Mr. Wheeler also noted that in its pursuit of lowering greenhouse gas emissions from vehicles, California sought to set higher vehicle fuel economy standards than the rest of the country. Currently, the national fuel economy standard, which was designed to follow California’s standard, requires automakers to to build vehicles that achieve an average fuel economy of 54.5 miles per gallon by 2025, cutting about 6 billions tons of planet-warming carbon dioxide pollution over the lifetime of those vehicles.

The Trump administration is planning to roll back that standard to about 37 miles per gallon. But with the California waiver in place, California and the other states that follow its standard could keep that tighter fuel-economy requirement.

Mr. Wheeler, however, noted that under the Energy Policy and Conservation Act of 1975, states are not allowed to set fuel economy standards, and thus made the case that California’s separate fuel economy standards are illegal. Under that law, the authority to set mileage standards rests primarily with the Transportation Department.

“The statute says no state can have a state law or regulation that is related to fuel economy,” said Jeff Holmstead, who was a top E.P.A. official in the George W. Bush administration.

California and the other states maintain that the waiver to set standards on tailpipe greenhouse pollution was granted lawfully, within the authority granted by Congress under the Clean Air Act, and its revocation is unlawful.

“It is highly uncertain whether E.P.A. has the legal authority to withdraw a waiver.

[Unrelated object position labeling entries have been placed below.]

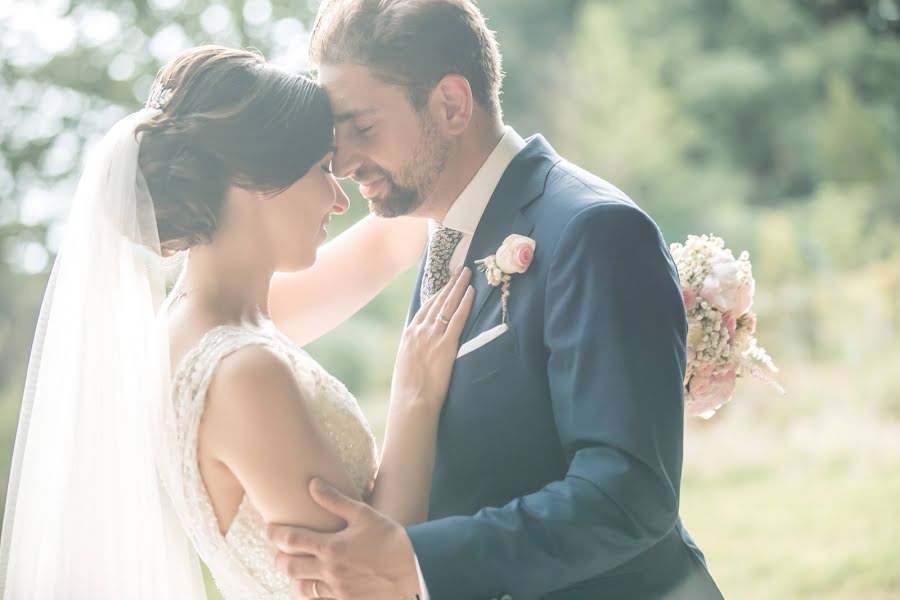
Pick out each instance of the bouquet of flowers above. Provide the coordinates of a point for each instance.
(718, 293)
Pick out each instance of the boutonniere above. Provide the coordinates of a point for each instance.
(514, 256)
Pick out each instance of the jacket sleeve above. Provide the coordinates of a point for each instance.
(615, 329)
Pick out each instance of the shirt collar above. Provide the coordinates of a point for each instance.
(468, 208)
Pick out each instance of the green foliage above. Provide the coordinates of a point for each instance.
(773, 124)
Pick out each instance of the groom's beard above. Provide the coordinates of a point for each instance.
(408, 189)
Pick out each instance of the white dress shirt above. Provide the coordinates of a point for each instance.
(466, 213)
(467, 210)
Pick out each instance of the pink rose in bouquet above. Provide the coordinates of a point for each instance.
(707, 392)
(718, 290)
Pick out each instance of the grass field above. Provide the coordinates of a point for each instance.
(794, 497)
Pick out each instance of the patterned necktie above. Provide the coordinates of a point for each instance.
(441, 246)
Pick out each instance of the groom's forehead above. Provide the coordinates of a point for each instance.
(354, 91)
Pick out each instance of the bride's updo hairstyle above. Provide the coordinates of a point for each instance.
(228, 118)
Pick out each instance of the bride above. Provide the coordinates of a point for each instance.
(155, 428)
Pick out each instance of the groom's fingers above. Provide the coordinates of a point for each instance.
(313, 588)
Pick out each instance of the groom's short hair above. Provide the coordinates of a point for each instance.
(414, 43)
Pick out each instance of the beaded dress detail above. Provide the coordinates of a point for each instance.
(242, 560)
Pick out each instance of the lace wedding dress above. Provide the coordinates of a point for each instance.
(242, 560)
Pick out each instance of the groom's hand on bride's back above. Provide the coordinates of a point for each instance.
(430, 343)
(371, 558)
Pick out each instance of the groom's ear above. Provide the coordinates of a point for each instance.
(452, 102)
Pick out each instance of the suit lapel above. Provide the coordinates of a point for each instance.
(522, 183)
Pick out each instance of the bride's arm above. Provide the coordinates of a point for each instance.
(421, 378)
(349, 272)
(257, 424)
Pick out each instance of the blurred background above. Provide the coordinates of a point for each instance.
(772, 123)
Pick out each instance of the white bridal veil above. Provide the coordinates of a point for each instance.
(86, 516)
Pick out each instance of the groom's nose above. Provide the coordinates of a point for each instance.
(346, 159)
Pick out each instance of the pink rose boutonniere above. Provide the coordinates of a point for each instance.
(513, 257)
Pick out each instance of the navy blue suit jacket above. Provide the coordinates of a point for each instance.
(559, 449)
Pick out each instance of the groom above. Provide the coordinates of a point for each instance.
(560, 446)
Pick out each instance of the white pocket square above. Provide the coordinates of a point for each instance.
(482, 339)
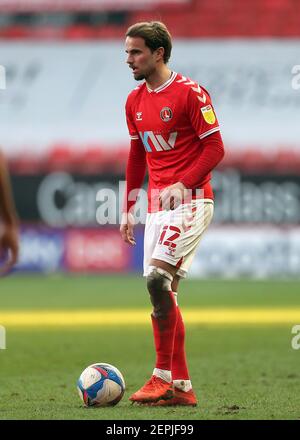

So that’s the first question,” said Mr. Gerrard, the Columbia University professor.

The California lawsuit also contends that those tailpipe standards are required for the state to control emissions of the other pollutants, such as soot and smog, at levels required to meet even federal standards. “We need the extra clean cars to meet the standards set by the federal government,” said Ms. Nichols. “If this prevails, millions of people in California will breathe dirty air. There will be more pollution, more asthma more hospitalizations, more premature deaths.”